Residents were upset this week when Parks Department officials announced that the wooden planks of the Coney Island Boardwalk would likely be replaced with concrete. Brooklyn Borough President and stoop drinker Marty Markowitz wrote a letter to Parks Commissioner Adrian Benepe to try to dissuade them of changing the historic boardwalk: "We should not hastily turn our legendary Coney Island Boardwalk into just another concrete sidewalk. The last thing we want to do is take away one of the main reasons people come to Coney Island!"

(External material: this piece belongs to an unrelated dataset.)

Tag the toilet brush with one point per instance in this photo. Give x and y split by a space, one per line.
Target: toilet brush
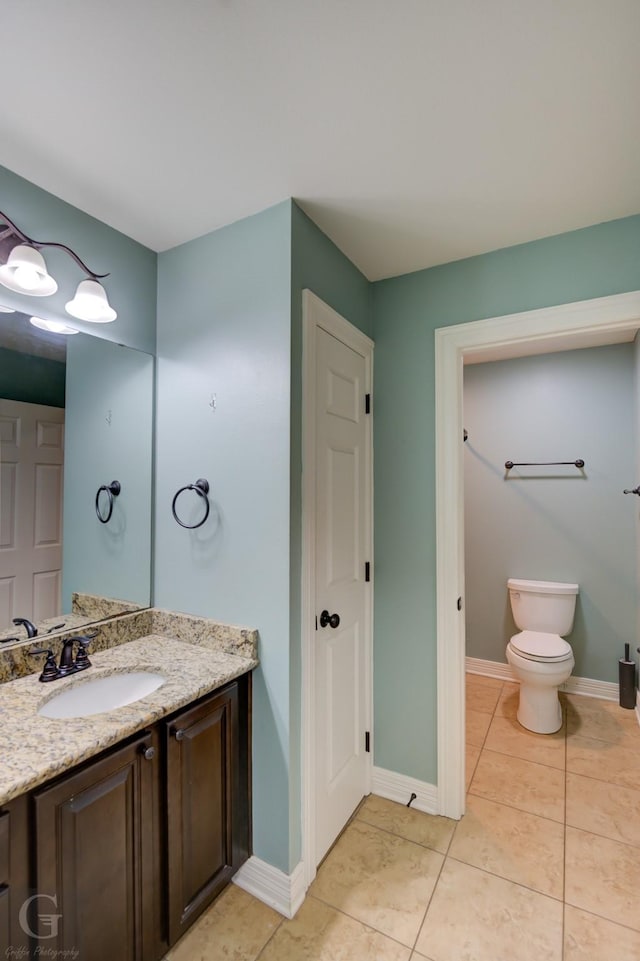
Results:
627 677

Parks officials unveiled their $7.4 million plan to rebuild a five-block stretch of the Boardwalk in concrete at the Community Board 13 meeting this week, but indicated that they would recommend to the city that they redo most of Reigelman Boardwalk that way. It was met by irate disapproval from residents such as Ida Sanoff: "It is a boardwalk! It is not a sidewalk! It looks like crap...You're looking for the cheap way out and the easy way out. Not acceptable!"

Parks Department spokeswoman Vickie Karp said the concrete would meet environmental standards set by Mayor Bloomberg, who ordered the Parks Department to reduce its use of wood in 2008. She added that certain parts of the boardwalk would retain the wood: "Coney Island Boardwalk will use wood in historic areas such as the front of the amusement park, and some of the most beautiful designs in concrete in other sections." But Markowitz thinks there should be other alternatives: "You can find other sustainable hardwoods out there besides tropical hardwoods. Cement doesn't do it."